At the same time, analysts warn that man-made catastrophes could play a bigger role than expected, with analysts factoring in up to 4.5% for major man-made claims, within its estimates.

According to Deutsche Bank, the two largest natural catastrophe events in Q2 were probably severe weather events that hit North America. Parts of northern U.S. and Canada were hit by severe winter weather in mid-April, while a severe weather event and a series of tornadoes occurred in mid-May in the southwest U.S.

“Although we expect that the majority of these losses will stay within the primary insurance world, we would also expect some effect on reinsurers,” says Deutsche Bank.

Elsewhere in Q2, Japan was hit by a magnitude 5.5 earthquake in mid-June, although the impact on the re/insurance sector is expected to be minimal, while two volcanic events (one in Hawaii and one in Guatemala) are not expected to have any effect on reinsurers.

Oman was hit by a Category 3 storm towards the end of May, which is expected to result in economic losses in the several hundreds of millions of dollars, of which some 30% is expected to be insured.

Interestingly, Deutsche Bank analysts highlight the potential for a couple of man-made losses to become major events in Q2, which includes the Colombian dam breach and the explosion of a Wisconsin, U.S. oil refinery.

Following heavy flooding, Colombia’s Hidroituango dam breached in mid-May, which is reported to have caused extensive damage to the facility, and which media reported is an estimated $4 billion investment project that is able to generate 16% of the country’s electricity.

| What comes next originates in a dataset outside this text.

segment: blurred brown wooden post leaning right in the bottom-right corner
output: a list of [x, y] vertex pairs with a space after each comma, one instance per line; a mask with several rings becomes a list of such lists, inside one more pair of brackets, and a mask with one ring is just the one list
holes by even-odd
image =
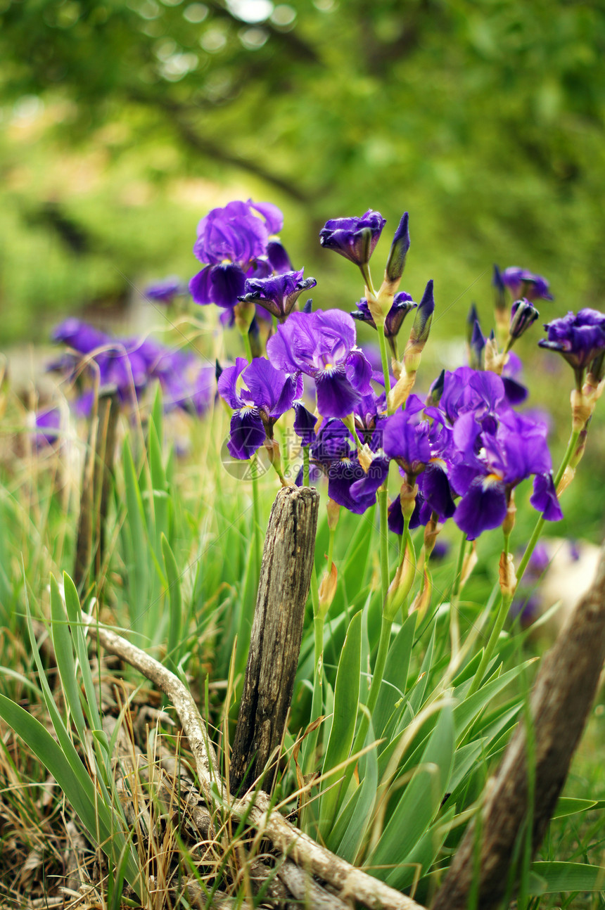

“There is still a high degree of uncertainty on damage and potential insured loss, as well as whether it affected insurers. Reinsurers could book this as a Q2 event with a sort of first estimate, or they might wait until Q3 in which they probably have a better view on the outcome,” explains Deutsche Bank.

At the end of April, an oil refinery explosion in the U.S. is likely to become another man-made claim, says Deutsche Bank, with business interruption potentially increasing the insured loss total.

As a result of the above, Deutsche Bank says it expects to factor in an impact from man-made losses of between 3.5% to 4.5% for its reinsurance companies, although it does stress a high degree of uncertainty on the financials.

“Combining our c.3% impact from natcats and the c.4% impact from man-made events would still not fully utilize the respective major loss budgets, but it would turn Q2 into a more loss-burden quarter than consensus might assume,” explains Deutsche Bank.